Sibling rivalry goes into overdrive in the long summer holidays. Parents find themselves pulled into arguments that date back to year dot and are part of a complex nexus of feelings that it takes a PhD in Psychology at least to understand and UN-level powers of diplomacy and intervention to mediate. I’ve tried, for instance, sending the warring parties to different parts of the room/house to consider their grievance and make their case.
The good thing is it serves to cool tempers and concentrate minds; the bad thing is that they become really, really good at making their case and use their skills daily to get what they want.
In our house we have two different sibling rivalries going on – the kids and the cats. Two of the cats have been best mates since day one, but they hate cat three. They all hiss and growl at each other and the only solution is to feed them separately and keep as much distance between them as possible.
NB This does not work for kids. Alliances and enmities shift daily. At the moment daughters two and three are a tightly knit pack, united by their obsession with BTS, but daughter two has also always been anxious for recognition and acceptance by daughter one. Daughters one and two have spent summer watching Ru Paul’s Drag Race – every season. Daughter three has had enough.
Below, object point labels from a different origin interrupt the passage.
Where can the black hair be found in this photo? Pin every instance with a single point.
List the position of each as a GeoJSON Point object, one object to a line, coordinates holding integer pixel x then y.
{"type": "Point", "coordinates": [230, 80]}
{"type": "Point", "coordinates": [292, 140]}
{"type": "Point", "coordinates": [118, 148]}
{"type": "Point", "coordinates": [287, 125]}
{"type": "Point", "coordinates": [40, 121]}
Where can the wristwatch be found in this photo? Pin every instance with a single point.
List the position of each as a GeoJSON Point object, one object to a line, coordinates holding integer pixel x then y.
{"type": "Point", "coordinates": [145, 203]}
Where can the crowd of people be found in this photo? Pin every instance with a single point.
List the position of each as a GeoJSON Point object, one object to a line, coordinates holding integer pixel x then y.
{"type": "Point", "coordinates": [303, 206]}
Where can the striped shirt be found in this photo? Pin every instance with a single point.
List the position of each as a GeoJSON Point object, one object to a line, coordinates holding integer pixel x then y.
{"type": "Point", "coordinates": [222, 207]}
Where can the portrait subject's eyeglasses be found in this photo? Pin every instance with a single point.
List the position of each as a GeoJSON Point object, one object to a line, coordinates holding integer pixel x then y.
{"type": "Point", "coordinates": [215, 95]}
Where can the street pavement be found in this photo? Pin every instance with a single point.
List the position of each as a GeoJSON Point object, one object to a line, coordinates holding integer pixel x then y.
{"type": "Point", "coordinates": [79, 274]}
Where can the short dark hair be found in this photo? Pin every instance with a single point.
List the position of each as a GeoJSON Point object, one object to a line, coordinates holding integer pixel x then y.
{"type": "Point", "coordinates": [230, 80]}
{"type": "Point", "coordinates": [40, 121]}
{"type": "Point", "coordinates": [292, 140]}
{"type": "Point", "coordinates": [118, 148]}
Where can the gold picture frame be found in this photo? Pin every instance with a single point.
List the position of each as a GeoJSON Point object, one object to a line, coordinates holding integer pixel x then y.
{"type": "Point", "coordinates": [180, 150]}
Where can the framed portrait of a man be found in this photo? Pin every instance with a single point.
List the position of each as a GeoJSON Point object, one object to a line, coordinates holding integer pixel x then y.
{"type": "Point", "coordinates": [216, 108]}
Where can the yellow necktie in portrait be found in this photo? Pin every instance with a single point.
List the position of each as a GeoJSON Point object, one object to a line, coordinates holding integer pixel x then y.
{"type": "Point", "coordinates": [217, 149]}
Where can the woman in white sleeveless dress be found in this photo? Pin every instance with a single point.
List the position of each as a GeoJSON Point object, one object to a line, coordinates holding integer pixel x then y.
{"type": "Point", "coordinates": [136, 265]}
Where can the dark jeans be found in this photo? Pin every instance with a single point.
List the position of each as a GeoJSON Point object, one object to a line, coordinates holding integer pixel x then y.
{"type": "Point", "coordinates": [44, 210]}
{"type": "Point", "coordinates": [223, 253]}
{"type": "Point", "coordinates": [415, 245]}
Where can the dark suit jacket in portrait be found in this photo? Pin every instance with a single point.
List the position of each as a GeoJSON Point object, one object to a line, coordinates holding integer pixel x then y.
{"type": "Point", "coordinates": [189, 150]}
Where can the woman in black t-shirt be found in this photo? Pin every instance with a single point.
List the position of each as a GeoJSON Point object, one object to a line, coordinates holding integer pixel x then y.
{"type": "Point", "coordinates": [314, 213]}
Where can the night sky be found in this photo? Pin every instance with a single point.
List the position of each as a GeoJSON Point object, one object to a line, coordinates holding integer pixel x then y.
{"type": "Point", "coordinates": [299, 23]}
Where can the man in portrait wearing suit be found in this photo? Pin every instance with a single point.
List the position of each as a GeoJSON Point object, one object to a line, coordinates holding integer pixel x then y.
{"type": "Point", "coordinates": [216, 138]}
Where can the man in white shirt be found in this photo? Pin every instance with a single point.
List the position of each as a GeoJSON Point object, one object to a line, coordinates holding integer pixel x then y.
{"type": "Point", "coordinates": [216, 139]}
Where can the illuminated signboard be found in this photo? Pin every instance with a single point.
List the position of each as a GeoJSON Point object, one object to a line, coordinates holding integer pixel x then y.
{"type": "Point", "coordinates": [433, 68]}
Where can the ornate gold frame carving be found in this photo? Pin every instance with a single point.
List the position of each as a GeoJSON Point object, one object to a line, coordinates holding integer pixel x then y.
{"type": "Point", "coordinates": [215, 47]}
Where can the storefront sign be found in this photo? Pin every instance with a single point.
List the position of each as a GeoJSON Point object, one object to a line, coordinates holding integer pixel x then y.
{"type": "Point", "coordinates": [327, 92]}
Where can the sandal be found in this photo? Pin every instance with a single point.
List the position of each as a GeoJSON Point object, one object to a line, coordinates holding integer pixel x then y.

She wants to spend the summer retracing BTS’s steps around London.
Only son hates both BTS and Ru Paul’s Drag Race and wants to go Pokemon hunting. He has issued a restraining order against daughter two who loves winding him up. It depicts daughter two as a giant ogre with massive hands and is apparently signed by the Prime Minister.
I took only son out for a Pokemon Go trek the other day, mainly to get him away from daughter two. He was very enthusiastic and seemed to have an encyclopaedic knowledge of Pokemon creatures. We arrived at our first Pokeystop – the local pub. A man was standing outside and, when he heard only son enthusiastically seeking a pokemon, he gave him the thumbs up. Only son got 10 balls or some such [I have no idea what this is all about] and was very happy.
“That man was really behind us and motivating me,” he said excitedly. We headed on. Only son missed a few Pokemon and ran out of balls. Oh dear. “It’s ok, mum, we have a gym coming up.” Apparently the library was a “gym” and there was a dragon waiting there to do battle with us. Only son stood outside hammering my phone, but nothing happened.
Then a 40-something couple turned up with phones. Apparently they were at the library to slay the dragon. I felt like I had entered into a secret world where mythical beasts roamed. The couple told only son that the dragon was a “level 5” creature so he needed to join forces with them to defeat it. So we all sat on a bench and the beast was defeated and only son got 10 thousand points or something. And then the couple disappeared into the ether and we continued our journey to the supermarket where we were expecting to hatch an egg or some such.
Unfortunately, before it could hatch, we had to walk 2 kilometres and by 1.5 kilometres my phone ran out of battery. Nevertheless, only son was still in an upbeat mood when we arrived home to Ru Paul’s Drag Race [“just two seasons to go, mum”]. “I caught loads of Pokemon creatures, we met some new friends, we were helped by the motivational man at the Pokeystop AND we did lots of exercise,” beamed only son. Daughter two had ripped up the restraining order and jumped on only son to congratulate him on the dragon slaying. Peace reigned…temporarily.